Hawaiian culture is rich in musical tradition, and the students have been preparing for months for the annual Na Mele (The Song) competition on Dec. 3.
We are in the final weeks before the contest, and in spite of restructuring, the blitzkrieg of No Child Left Behind state testing, funding cuts and layoffs, this school has made time to honor and participate in Na Mele—and I’m thrilled and proud to bear witness to the hard work and passion that have kept this tradition alive.
I believe in public education. We do the best we can with a lot of challenges. We don't have the luxury of working with the privileged, the motivated, the best and brightest whose parents tutor, prod and pay for them. But sometimes, we get to be a part of something amazing that brings together a whole community to celebrate talent and culture, and keep both alive in spite of the odds.

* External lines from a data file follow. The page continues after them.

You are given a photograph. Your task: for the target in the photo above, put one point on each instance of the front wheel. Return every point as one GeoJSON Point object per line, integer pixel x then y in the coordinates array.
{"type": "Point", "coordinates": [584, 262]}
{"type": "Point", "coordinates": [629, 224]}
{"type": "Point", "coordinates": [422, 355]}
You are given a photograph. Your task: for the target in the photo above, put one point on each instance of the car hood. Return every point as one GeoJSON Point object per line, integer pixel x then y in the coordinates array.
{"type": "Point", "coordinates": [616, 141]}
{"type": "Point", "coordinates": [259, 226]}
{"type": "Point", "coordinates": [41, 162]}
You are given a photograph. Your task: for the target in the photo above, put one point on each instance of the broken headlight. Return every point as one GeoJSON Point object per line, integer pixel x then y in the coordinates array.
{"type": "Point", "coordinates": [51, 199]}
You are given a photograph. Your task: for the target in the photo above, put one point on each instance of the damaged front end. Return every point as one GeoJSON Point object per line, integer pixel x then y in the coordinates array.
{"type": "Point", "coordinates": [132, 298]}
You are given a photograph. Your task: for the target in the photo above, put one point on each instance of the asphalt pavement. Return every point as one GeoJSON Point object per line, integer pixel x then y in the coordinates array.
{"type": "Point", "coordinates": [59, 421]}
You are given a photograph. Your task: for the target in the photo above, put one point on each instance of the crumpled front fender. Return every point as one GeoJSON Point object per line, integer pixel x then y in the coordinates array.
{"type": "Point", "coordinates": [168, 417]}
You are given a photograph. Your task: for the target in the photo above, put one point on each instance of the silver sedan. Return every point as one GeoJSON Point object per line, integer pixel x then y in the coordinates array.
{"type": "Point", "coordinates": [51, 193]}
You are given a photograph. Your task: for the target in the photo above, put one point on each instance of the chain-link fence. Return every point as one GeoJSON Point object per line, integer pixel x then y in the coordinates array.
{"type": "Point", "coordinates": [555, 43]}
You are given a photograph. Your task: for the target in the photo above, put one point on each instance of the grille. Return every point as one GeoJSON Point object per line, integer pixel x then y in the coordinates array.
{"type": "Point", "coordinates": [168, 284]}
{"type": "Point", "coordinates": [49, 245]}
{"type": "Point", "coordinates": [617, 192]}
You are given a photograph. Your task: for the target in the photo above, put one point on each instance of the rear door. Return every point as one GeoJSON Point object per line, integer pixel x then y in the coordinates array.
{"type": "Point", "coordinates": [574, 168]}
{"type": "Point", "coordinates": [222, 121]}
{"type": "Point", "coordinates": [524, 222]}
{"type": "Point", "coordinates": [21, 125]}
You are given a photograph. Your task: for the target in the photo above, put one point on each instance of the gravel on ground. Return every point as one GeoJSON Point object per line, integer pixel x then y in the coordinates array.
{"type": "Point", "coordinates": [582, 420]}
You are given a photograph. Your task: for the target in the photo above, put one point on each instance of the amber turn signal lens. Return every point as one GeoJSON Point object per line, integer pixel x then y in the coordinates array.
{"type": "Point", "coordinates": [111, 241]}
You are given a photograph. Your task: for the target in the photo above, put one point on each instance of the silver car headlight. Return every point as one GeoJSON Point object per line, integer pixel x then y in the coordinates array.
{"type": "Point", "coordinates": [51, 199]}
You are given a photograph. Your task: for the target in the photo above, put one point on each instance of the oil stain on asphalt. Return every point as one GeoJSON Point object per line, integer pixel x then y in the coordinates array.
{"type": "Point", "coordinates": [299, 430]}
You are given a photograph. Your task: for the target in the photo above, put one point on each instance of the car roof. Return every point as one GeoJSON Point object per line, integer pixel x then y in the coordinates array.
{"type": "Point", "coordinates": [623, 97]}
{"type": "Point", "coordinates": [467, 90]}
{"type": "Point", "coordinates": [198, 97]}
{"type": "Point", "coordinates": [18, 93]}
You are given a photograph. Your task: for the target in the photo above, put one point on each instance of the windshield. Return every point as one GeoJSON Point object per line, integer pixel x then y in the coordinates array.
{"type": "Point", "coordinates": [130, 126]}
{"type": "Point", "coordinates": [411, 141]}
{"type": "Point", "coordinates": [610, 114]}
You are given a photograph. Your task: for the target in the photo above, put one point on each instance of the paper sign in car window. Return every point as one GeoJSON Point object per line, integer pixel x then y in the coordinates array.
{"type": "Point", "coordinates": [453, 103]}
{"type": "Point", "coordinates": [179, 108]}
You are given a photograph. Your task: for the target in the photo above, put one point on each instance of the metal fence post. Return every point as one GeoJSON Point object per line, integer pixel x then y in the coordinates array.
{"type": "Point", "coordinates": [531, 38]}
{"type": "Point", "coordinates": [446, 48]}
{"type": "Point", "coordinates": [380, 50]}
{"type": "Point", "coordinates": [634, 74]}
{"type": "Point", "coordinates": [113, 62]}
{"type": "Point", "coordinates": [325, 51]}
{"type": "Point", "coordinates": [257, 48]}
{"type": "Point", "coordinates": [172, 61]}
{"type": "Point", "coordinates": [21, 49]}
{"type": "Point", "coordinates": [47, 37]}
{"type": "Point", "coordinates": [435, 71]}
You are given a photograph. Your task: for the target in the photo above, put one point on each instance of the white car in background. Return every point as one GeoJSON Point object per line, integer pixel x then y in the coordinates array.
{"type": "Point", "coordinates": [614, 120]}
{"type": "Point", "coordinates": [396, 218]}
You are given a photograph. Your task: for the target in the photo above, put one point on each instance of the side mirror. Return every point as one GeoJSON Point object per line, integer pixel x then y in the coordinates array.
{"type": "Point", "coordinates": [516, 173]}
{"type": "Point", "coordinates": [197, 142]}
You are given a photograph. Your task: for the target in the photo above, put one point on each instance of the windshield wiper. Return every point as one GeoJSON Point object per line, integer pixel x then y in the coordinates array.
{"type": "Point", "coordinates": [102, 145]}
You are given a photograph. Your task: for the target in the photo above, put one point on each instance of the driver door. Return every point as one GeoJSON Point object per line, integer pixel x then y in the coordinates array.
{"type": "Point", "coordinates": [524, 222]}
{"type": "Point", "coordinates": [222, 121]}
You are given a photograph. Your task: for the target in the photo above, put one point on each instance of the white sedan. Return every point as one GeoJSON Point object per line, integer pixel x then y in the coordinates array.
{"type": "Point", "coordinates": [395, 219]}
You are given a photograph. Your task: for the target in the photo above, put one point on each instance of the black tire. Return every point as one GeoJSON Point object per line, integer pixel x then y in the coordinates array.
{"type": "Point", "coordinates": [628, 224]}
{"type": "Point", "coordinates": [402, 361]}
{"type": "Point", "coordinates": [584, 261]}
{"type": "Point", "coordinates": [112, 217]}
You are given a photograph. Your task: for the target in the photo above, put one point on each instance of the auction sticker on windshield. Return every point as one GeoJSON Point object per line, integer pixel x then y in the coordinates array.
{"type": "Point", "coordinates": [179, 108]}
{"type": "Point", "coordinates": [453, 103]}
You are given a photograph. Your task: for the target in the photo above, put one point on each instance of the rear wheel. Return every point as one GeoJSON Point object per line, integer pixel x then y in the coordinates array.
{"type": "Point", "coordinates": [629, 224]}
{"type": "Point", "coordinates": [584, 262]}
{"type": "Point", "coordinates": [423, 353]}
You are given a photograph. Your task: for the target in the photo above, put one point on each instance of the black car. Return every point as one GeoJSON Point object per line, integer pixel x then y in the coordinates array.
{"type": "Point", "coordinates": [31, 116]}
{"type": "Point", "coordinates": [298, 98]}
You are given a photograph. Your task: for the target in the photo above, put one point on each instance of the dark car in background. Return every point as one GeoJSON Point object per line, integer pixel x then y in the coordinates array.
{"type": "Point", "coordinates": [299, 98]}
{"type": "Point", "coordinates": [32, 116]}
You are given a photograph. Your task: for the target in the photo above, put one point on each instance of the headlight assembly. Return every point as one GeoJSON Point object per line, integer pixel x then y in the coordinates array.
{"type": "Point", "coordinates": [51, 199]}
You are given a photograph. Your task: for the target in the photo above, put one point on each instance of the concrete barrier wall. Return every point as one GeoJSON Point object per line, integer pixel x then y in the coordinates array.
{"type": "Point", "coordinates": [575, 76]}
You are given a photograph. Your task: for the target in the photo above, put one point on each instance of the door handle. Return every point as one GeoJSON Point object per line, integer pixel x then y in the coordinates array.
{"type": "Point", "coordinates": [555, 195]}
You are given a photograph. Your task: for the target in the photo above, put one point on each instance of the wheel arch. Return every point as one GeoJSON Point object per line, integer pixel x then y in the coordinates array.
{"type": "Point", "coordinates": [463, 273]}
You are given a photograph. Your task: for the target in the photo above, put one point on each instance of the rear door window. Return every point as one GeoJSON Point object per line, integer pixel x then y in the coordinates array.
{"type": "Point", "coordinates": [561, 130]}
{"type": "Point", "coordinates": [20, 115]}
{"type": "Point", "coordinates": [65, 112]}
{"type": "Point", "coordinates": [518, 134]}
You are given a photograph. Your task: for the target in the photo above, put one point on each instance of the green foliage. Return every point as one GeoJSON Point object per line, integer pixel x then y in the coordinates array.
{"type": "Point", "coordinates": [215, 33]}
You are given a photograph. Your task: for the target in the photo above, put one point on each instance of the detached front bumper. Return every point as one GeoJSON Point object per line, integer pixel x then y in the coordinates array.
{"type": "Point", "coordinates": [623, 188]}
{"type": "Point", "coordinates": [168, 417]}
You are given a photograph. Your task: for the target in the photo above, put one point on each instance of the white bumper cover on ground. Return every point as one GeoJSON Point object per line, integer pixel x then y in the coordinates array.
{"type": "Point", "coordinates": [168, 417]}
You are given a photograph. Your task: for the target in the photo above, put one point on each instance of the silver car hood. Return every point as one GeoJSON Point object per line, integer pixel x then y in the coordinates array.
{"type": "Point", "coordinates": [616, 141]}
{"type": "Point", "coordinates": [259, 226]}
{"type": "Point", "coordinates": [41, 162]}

The acoustics in the old wooden auditorium are amazing. Even now, sitting at my desk on my lunch break and typing this, I can feel the vibration of voices coming up through the floor beneath me and trembling in the walls. I get teary even as the out-of-tune plunking of the antique upright piano makes me smile.
Today I love what I do as I wait for rehearsal to end, and my next student to come do art therapy with me—paints and crayons at the ready, I listen to unbelievable sweetness enfold me in a language I wish I understood.